Ultrafast excited-state dynamics associated with the photoisomerization of trans-4-diethylaminoazobenzene in solution

•The photoisomerization of trans-4-DEAAB was investigated by femtosecond transient absorption spectroscopy and quantum chemical calculations.•Following excitation, the S2 state directly decays to the S1 state by internal conversion with time constant of ∼0.10 ps.•The isomerization occurs by inversion mechanism on the S1 state.•It is H-bond that results in the shorter timescale of τ3 in alcohols than in acetone.
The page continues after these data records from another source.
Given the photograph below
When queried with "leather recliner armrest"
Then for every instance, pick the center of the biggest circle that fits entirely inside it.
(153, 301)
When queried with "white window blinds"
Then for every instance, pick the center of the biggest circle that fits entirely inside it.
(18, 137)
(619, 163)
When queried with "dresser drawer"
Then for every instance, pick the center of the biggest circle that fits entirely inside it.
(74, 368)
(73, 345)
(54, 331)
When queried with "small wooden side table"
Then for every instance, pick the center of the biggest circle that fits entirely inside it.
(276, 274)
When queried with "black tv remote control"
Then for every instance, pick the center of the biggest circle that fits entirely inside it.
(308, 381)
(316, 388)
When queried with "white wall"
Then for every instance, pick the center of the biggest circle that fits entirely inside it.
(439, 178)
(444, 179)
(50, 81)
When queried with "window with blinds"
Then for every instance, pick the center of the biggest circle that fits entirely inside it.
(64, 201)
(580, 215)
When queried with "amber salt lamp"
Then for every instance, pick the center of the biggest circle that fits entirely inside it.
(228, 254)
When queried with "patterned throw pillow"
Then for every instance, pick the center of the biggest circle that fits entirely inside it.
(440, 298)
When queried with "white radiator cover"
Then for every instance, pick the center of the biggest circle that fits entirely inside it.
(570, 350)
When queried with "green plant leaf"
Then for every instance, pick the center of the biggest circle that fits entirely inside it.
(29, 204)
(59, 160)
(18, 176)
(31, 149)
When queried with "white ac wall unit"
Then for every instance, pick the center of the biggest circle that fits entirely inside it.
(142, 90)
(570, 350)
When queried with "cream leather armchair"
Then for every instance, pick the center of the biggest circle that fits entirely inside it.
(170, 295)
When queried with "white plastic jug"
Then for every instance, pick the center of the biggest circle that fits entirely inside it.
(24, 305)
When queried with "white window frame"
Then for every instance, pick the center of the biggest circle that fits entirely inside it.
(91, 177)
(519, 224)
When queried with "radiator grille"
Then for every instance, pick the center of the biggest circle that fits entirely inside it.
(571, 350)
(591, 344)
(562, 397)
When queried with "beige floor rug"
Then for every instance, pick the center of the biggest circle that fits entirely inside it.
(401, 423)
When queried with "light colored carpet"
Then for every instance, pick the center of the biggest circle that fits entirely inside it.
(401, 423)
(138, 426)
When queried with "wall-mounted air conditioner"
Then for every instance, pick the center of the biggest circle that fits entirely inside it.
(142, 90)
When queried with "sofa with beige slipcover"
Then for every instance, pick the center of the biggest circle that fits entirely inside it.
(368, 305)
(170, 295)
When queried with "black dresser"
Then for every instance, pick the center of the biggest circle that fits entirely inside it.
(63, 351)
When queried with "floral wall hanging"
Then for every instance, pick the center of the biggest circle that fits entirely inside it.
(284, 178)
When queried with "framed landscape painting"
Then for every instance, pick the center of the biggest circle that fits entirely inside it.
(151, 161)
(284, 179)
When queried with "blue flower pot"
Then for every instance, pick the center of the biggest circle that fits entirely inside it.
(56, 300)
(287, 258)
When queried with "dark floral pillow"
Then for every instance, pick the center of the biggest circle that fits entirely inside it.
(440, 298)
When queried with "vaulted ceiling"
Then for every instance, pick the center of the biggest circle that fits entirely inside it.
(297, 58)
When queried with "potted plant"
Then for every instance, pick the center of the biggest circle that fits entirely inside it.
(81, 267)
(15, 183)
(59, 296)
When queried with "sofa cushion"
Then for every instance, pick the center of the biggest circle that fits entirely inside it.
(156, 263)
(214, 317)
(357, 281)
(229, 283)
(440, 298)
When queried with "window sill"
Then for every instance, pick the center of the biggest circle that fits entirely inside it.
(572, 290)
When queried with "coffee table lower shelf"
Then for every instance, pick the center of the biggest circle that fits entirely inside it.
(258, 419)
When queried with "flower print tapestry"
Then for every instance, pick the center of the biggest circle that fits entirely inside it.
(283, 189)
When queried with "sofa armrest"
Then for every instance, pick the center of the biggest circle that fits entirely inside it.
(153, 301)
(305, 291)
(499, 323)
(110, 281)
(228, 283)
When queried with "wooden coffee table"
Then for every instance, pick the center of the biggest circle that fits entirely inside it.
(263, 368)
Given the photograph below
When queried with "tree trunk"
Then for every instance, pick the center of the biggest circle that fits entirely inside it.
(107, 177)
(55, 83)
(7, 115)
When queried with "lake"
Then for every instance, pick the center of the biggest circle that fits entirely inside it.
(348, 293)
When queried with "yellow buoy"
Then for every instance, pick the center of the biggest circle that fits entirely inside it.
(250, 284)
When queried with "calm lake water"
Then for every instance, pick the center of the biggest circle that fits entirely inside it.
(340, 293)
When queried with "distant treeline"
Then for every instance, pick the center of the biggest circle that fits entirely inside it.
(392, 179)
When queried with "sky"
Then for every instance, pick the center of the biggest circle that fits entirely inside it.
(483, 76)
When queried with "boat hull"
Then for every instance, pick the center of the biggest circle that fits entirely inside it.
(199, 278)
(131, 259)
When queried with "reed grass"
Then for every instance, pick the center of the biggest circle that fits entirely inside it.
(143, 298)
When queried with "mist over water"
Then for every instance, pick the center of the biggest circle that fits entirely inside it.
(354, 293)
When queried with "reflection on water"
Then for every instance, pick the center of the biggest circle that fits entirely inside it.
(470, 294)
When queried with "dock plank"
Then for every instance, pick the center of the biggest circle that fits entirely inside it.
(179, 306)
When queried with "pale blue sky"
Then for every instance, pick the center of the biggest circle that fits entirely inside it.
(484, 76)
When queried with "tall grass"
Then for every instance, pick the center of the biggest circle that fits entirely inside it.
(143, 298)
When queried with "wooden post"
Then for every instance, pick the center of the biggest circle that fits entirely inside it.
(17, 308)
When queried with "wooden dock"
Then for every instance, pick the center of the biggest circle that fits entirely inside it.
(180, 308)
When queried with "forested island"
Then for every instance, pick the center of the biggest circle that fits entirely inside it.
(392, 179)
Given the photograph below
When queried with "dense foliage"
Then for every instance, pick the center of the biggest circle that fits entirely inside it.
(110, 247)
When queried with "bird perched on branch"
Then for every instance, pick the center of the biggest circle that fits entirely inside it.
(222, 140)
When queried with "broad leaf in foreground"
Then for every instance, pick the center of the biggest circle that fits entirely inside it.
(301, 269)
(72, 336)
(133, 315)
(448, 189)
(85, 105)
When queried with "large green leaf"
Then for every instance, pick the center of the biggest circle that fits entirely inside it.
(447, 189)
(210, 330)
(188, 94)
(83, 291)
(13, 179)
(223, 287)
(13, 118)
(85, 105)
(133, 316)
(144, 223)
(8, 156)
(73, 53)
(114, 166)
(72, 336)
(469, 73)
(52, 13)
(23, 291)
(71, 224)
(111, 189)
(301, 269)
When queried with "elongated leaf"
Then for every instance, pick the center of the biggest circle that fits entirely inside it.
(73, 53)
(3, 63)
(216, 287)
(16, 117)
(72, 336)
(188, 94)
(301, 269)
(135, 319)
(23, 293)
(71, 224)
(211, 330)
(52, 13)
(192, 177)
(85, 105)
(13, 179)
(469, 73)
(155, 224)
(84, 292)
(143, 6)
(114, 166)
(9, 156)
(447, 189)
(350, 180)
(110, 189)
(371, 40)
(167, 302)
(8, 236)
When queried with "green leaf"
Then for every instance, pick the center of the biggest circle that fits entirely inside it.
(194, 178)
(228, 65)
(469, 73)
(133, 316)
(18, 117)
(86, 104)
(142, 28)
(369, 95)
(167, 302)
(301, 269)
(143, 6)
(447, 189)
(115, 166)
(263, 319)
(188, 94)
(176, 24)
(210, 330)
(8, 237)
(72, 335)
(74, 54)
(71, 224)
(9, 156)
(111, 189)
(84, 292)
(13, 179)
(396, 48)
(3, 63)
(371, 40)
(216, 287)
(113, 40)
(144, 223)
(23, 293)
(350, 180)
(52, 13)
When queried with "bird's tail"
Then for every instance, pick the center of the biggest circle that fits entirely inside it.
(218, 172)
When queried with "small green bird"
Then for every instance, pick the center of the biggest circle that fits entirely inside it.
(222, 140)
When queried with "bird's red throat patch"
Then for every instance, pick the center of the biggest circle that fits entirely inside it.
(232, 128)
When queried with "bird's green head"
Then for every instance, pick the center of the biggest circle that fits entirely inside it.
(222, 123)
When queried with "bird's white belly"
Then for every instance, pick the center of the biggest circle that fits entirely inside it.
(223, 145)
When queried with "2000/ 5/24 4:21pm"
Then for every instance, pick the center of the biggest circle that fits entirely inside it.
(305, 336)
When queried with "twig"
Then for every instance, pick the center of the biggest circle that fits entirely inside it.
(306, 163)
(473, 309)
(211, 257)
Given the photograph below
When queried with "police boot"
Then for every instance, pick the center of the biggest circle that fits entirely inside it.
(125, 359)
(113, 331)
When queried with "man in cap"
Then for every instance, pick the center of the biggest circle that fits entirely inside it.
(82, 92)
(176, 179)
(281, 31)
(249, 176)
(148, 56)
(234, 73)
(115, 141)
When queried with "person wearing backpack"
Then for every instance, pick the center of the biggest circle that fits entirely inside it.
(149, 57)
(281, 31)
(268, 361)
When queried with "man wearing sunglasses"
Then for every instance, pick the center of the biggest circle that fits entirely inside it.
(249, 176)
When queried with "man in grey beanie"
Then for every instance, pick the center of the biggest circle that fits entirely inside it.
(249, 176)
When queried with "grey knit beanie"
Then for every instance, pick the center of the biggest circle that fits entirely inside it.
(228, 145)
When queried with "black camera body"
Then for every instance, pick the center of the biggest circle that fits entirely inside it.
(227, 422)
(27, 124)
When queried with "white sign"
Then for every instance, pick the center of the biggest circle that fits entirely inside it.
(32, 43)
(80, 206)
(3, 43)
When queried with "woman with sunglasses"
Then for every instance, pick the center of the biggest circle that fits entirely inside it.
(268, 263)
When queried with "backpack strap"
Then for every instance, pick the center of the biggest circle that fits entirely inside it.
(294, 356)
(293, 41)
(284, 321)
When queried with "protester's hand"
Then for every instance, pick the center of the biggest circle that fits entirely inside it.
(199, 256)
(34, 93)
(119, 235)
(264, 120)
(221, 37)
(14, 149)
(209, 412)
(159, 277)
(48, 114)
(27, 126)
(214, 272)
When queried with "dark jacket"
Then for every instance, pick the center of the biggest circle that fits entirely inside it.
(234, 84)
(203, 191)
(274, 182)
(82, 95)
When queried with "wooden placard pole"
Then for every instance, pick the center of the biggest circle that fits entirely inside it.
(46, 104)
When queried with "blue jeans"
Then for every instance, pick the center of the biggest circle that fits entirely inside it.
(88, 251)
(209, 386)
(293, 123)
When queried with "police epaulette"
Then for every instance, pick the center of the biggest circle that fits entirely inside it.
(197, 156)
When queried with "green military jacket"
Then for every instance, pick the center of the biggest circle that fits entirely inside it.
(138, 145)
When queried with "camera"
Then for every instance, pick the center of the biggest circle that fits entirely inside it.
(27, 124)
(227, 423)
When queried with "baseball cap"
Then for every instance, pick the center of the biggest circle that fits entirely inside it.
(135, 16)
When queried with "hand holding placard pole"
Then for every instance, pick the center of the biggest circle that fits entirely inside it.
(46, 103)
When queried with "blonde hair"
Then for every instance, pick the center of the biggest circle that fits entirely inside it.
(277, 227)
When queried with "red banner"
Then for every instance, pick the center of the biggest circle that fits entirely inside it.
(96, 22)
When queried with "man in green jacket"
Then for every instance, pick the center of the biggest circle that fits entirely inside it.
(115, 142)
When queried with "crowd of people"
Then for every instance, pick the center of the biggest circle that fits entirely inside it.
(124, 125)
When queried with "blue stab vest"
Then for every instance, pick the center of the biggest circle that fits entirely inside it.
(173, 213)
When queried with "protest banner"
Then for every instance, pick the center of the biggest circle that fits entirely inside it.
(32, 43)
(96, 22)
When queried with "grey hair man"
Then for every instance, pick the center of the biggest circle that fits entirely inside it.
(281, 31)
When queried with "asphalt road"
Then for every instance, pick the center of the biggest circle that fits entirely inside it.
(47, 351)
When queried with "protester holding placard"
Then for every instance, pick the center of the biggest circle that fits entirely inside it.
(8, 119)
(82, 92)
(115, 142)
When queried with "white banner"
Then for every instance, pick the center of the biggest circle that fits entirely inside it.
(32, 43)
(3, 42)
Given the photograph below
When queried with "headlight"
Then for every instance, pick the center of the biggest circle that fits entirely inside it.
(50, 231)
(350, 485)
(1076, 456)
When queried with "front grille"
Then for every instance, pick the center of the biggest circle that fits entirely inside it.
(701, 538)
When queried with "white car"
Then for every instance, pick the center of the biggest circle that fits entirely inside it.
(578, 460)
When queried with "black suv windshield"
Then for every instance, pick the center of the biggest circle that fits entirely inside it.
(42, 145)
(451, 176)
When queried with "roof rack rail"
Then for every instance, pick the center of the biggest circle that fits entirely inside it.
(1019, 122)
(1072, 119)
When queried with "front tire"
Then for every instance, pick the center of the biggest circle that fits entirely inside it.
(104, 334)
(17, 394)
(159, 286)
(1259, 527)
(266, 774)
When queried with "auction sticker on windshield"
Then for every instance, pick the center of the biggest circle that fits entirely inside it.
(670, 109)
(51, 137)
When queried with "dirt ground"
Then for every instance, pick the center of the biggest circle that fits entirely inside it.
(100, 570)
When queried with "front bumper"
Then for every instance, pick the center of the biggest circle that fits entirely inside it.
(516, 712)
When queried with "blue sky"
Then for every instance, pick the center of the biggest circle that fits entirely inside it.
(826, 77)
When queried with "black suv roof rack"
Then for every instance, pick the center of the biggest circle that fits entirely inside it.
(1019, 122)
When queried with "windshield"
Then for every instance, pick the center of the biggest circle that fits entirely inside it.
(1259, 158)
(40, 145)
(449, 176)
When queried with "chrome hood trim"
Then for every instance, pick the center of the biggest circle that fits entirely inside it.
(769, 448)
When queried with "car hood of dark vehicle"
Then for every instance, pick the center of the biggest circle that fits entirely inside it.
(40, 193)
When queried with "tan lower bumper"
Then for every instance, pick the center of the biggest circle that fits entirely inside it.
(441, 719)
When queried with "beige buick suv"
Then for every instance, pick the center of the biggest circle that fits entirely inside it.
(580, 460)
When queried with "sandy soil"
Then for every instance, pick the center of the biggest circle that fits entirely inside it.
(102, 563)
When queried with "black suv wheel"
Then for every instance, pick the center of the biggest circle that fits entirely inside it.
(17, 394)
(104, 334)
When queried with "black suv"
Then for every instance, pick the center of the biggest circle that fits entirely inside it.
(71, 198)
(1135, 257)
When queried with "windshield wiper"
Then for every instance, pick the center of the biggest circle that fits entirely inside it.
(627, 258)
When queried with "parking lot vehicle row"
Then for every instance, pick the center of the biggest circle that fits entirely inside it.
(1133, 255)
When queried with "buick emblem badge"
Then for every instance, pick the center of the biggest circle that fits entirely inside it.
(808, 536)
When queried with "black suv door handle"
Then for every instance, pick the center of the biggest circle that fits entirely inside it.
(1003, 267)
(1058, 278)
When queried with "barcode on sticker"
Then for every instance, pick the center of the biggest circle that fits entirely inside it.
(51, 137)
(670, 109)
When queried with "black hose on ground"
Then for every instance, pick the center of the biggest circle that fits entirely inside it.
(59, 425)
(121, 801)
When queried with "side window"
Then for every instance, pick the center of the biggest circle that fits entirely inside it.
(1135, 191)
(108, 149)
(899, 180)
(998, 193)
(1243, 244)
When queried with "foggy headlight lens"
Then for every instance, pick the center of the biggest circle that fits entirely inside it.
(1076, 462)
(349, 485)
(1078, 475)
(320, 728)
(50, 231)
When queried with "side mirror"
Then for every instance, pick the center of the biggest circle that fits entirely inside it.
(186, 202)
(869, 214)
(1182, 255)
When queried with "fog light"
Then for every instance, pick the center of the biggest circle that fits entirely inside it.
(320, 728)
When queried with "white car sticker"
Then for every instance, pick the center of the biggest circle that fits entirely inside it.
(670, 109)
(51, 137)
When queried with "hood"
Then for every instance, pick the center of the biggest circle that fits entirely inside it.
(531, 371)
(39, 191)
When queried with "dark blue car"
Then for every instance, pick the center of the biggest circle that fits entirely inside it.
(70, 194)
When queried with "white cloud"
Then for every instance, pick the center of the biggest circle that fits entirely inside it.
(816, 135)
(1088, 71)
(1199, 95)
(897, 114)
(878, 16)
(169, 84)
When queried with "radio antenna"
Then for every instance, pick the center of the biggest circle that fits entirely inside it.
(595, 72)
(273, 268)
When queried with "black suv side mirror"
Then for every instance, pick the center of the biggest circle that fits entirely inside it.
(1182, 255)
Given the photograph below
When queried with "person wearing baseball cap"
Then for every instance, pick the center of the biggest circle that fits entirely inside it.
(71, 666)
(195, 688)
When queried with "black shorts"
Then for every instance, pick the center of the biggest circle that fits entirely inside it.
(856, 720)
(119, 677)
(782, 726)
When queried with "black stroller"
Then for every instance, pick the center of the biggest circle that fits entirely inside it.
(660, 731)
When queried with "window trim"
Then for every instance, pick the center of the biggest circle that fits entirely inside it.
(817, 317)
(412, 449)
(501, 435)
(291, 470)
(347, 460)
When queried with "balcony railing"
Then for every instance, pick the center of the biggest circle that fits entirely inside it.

The ultrafast dynamics of S2-excited trans-4-diethylaminoazobenzene (trans-4-DEAAB) is investigated in solution by femtosecond transient absorption spectroscopy combined with quantum chemical calculations. Following excitation, the internal conversion from the S2 state to the S1 state occurs directly with time constant of ∼0.10 ps. The cis isomer is observed by the partial recovery of ground-state bleach in 450–480 nm and the permanent positive absorption in 480–550 nm. The time constant of <1 ps is assigned to the lifetime of the S1 state which decays by isomerization to the cis-isomer hot S0 state and internal conversion to the trans-isomer hot S0 state. The photoisomerization is deduced by inversion mechanism because of the independence between the viscosity and the S1-state lifetime. The vibrational cooling of the hot S0 state of cis-4-DEAAB occurs with ∼15 ps in acetone but is shortened to ∼6 ps in alcohols solvents. This shortening is due to the H-bond which forms easily in protic solvent and accelerates the flow of vibrational energy between solute and solvent.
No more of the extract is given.